The four zero-day vulnerabilities in the Microsoft Exchange Server are dynamically oppressed by the threat groups which are sponsored by the states and others for deploying the backdoors and also the malware in the widespread attacks. The Microsoft is said that actual attacks by using the flaws of the zero-day have been outlined back to the Hafnium.
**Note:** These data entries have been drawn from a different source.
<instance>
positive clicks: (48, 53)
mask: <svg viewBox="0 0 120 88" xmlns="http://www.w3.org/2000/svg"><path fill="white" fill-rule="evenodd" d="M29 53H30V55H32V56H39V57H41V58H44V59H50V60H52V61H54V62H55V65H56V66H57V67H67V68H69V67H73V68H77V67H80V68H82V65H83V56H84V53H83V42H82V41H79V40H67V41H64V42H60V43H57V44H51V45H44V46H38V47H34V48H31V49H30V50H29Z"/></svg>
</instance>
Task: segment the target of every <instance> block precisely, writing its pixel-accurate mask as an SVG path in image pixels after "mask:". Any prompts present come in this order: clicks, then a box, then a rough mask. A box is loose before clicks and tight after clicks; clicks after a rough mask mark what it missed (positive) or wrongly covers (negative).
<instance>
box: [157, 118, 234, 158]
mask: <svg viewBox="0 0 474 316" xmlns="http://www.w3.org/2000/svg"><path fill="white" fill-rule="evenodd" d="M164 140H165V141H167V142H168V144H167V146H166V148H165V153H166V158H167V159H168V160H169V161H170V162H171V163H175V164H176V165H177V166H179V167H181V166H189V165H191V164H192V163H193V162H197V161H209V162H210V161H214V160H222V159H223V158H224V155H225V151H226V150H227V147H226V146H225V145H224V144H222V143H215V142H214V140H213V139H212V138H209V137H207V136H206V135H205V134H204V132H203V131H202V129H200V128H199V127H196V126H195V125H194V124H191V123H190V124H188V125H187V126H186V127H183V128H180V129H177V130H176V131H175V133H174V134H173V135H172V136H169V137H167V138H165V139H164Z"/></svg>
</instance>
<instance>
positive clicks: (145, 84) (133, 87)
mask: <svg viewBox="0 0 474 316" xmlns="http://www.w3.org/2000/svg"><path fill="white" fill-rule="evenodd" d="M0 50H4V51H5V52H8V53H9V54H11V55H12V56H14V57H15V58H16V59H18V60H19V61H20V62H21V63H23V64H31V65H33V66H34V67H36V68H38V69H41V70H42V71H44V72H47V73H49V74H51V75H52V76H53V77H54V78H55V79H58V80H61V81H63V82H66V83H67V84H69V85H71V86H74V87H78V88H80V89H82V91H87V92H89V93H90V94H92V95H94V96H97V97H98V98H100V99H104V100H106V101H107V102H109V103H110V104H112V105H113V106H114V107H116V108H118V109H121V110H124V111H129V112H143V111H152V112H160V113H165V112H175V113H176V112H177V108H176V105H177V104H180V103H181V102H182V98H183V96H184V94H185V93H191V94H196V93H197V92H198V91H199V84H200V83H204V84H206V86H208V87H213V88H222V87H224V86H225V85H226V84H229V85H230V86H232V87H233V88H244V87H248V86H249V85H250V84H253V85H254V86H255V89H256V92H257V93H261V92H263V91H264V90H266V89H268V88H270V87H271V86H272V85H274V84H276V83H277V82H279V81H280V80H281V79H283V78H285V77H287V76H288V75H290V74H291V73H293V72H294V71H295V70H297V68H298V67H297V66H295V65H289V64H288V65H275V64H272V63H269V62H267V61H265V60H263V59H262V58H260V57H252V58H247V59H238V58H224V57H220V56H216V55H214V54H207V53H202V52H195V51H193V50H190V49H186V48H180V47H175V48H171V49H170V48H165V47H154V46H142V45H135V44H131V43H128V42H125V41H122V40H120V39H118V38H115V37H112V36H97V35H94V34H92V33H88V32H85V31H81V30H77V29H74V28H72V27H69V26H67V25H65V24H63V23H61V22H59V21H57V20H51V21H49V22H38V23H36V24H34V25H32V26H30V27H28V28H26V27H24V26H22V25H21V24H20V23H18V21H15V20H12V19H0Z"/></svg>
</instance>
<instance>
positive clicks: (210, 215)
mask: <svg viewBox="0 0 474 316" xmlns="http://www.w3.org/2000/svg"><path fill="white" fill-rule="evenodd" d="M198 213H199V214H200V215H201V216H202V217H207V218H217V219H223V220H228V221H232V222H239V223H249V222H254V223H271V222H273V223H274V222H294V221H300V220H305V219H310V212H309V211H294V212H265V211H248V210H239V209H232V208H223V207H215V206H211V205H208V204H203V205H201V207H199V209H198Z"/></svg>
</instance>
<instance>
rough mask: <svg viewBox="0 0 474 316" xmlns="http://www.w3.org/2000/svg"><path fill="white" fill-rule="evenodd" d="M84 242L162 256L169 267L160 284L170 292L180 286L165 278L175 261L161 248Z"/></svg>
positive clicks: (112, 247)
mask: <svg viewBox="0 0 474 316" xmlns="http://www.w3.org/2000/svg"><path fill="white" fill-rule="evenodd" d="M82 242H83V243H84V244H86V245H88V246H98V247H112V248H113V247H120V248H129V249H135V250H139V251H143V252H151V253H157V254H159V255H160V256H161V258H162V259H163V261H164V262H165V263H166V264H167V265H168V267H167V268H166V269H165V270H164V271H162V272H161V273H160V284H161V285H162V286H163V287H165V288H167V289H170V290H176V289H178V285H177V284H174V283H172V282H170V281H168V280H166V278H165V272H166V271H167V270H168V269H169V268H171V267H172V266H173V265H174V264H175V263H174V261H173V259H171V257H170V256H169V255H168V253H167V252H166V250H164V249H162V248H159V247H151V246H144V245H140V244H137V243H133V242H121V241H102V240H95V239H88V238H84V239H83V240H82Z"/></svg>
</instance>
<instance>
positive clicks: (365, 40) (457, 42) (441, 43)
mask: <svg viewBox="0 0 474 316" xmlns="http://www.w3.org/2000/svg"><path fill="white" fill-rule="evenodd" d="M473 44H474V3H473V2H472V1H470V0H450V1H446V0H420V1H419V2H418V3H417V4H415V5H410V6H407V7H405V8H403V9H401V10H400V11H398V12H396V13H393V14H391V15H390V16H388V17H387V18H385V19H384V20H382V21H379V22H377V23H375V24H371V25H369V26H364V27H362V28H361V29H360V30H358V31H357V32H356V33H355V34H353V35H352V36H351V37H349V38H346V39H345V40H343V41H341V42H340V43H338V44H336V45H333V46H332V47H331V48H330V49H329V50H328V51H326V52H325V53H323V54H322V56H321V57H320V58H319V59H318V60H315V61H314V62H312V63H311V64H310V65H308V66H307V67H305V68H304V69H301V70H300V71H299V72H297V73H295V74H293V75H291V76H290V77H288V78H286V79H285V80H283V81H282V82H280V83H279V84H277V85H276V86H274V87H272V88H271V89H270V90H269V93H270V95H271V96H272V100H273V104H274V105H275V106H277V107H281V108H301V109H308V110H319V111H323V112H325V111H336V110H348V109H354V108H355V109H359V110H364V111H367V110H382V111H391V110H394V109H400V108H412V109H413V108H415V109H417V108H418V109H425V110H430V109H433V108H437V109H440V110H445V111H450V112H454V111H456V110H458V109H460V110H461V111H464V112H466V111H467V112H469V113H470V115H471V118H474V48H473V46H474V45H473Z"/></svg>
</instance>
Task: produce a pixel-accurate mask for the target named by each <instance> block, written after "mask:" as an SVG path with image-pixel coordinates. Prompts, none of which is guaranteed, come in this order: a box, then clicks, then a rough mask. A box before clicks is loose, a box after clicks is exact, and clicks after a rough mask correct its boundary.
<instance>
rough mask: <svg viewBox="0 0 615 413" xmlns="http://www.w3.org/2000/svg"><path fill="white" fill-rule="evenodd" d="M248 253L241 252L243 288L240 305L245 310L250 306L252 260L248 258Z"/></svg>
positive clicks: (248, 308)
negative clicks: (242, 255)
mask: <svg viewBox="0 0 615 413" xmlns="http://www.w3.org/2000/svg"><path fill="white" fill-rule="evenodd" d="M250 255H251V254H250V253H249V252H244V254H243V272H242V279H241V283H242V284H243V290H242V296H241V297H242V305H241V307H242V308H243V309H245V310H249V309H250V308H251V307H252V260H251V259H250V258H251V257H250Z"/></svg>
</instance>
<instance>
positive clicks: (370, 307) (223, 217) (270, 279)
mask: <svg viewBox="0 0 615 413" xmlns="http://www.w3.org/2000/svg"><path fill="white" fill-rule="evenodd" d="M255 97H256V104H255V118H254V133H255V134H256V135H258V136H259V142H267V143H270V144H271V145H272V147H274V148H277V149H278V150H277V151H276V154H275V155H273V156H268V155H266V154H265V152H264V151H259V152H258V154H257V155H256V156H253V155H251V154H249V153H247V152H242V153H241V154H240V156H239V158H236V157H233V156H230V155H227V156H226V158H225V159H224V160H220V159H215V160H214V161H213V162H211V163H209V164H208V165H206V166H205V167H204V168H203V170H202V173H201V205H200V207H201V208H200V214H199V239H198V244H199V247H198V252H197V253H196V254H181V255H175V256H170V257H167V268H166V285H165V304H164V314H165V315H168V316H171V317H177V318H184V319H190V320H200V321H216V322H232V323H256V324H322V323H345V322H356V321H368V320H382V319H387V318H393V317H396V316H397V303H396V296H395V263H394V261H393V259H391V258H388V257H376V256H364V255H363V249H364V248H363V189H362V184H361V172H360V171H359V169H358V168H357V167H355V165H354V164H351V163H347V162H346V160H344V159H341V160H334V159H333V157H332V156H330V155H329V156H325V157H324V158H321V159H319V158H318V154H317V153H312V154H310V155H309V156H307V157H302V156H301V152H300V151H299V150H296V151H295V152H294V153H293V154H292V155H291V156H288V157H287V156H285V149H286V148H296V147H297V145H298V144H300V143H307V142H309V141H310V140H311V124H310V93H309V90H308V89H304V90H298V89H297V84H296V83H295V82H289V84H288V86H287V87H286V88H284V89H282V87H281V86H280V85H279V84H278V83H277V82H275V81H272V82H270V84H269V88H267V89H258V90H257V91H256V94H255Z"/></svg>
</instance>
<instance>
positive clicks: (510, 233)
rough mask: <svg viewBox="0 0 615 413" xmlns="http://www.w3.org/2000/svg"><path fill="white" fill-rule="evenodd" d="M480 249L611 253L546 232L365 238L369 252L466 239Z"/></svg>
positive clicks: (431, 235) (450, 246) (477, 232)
The Hafnium is the APT or advanced persistent threat group that is sponsored by the state from China which is defined by company as the actor who are highly skilled and also sophisticated. 

Threat Event

In the update on 5th March, the Microsoft said that the company is continued for seeing bigger usage of all these above stated vulnerabilities in the attacks which are targeting the unpatched systems by numerous actors which are malicious beyond the Hafnium.

Vulnerability Exploited

The critical vulnerabilities which are called together as the ProxyLogon, which is impacted on-premise the Exchange Server 2013, the Exchange Server 2016, and also the Exchange Server 2019. Though, the Exchange Online is unaffected by this. The vulnerabilities are CVE-2021-26855: CVSS 9.1, CVE-2021-26857: CVSS 7.8, CVE-2021-26858: CVSS 7.8 and CVE-2021-27065: CVSS 7.8.

Technical And Business Impact

While in not believed to connect to Microsoft Exchange Server cyber attack that has impacted the projected 18,000 organizations worldwide, there is worry that the lags in covering vulnerable servers can have the same impact or worse on the businesses. The four zero-day vulnerabilities in the Microsoft Exchange Server are actively oppressed by the threat groups which are sponsored by the states and others for deploying the backdoors and also the malware in the widespread attacks.